カーボンニュートラルに向けたタイヤ変革の動き(脱炭素タイヤ)に際し、ミシュランが電動車を対象にプレミアムコンフォート「e・PRIMACY」を投入した。ただこれスポーツカテゴリーにとってまた逆風では? と懸念。
ところが続けざまにミシュランは、「PILOT」シリーズにスポーツEV・スポーツハイブリッド車向けとして「PILOT SPORT EV」を追加する速攻。
欧州はカーボンニュートラルで先行、2050年までにその達成を目指しているという。しかし、炭素(カーボン)の排出を完全ゼロに抑えることは現実的に難しい。その為に排出した分の同じ量を吸収または除去することで、差し引きゼロを目指す。
炭素とは温室効果ガス、つまりCO2、メタン、N2O(一酸化二窒素)、フロンガスなど。ニュートラルは中立を意味。この実現を目指すのがカーボンニュートラル。

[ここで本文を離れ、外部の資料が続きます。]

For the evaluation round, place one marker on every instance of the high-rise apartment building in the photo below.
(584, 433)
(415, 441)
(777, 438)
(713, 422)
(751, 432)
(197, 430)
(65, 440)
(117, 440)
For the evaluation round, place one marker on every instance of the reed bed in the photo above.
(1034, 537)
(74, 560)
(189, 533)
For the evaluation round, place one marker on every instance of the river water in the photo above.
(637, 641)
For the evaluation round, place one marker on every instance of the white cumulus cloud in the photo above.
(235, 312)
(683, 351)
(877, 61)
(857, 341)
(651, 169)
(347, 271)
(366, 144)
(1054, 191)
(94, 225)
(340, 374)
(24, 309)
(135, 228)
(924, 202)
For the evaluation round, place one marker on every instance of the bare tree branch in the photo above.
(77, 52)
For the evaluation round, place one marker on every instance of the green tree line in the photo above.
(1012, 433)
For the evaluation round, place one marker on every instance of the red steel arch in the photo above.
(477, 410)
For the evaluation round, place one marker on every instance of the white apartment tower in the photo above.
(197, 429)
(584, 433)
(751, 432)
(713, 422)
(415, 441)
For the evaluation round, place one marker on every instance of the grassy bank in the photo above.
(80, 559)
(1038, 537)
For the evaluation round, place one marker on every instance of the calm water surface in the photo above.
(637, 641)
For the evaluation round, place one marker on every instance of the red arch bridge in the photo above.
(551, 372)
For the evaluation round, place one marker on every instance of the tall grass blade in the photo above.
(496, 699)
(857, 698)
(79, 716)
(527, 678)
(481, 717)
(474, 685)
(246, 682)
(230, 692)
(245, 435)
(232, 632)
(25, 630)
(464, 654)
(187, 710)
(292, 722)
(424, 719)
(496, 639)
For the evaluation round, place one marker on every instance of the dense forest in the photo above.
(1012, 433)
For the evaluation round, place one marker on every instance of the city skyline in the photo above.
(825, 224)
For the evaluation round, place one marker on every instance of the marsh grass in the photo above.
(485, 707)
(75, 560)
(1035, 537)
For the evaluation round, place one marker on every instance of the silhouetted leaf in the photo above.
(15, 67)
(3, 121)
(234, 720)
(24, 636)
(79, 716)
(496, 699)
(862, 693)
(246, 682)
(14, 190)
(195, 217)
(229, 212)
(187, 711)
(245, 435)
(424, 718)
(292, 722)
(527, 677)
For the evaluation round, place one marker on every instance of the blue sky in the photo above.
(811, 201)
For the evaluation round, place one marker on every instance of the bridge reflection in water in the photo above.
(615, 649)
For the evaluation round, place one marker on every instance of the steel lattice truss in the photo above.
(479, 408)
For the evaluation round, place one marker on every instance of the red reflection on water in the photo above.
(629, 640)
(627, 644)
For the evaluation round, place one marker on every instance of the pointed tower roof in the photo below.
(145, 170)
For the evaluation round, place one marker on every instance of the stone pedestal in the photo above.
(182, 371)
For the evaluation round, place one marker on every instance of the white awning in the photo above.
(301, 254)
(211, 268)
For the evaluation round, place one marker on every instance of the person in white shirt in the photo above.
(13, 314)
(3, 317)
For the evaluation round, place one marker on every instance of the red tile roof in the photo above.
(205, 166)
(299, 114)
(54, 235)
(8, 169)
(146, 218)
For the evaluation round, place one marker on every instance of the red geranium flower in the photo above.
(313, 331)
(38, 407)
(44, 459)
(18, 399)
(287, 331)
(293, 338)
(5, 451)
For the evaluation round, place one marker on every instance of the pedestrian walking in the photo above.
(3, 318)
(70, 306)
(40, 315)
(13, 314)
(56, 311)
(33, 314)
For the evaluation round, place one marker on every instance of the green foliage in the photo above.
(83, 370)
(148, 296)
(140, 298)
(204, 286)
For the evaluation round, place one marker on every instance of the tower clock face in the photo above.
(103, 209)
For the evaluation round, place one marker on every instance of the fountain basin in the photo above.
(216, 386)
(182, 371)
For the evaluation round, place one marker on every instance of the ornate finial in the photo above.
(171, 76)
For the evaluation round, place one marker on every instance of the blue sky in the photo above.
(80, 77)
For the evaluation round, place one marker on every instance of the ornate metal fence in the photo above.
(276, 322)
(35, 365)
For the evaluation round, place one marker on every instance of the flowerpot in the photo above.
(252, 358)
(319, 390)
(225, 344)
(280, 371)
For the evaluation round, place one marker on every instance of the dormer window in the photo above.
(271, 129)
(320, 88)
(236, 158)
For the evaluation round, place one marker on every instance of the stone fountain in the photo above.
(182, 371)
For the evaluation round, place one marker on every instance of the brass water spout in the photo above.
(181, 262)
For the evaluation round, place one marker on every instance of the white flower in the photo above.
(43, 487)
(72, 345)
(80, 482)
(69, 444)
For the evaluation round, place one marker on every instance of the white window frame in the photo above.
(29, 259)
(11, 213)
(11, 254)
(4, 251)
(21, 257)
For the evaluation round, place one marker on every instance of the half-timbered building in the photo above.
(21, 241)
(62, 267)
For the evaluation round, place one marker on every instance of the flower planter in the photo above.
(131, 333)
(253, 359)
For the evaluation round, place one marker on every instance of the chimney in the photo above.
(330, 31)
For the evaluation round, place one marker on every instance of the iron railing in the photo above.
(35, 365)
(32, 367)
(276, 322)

クルマ業界で加速する電動化の流れが電動車という発想。EVは勿論、ハイブリッドやプラグインハイブリッド(PHEV)、燃料電池車(FCEV)など。そこから将来的にはEVまたは燃料電池車(FCEV)のみにするという。詳しくは以前書いた記事を参考に。
そして、タイヤに関してカーボンニュートラル実現は、低燃費タイヤの出現期以上にスポーツカテゴリーにとって逆風では、と懸念を示しました。ところが‥ 冒頭のミシュランの動きは大いにビックリ。
因みに「PILOT SPORT EV」は、2014年9月から開催されている、FIA フォーミュラEのレースで培った技術を応用した新設計のタイヤです。対象をスポーツEV・スポーツハイブリッド車向けとし、電動車特有の性能に適合させつつもスポーツカーユーザーが求める要求に応える、という特性。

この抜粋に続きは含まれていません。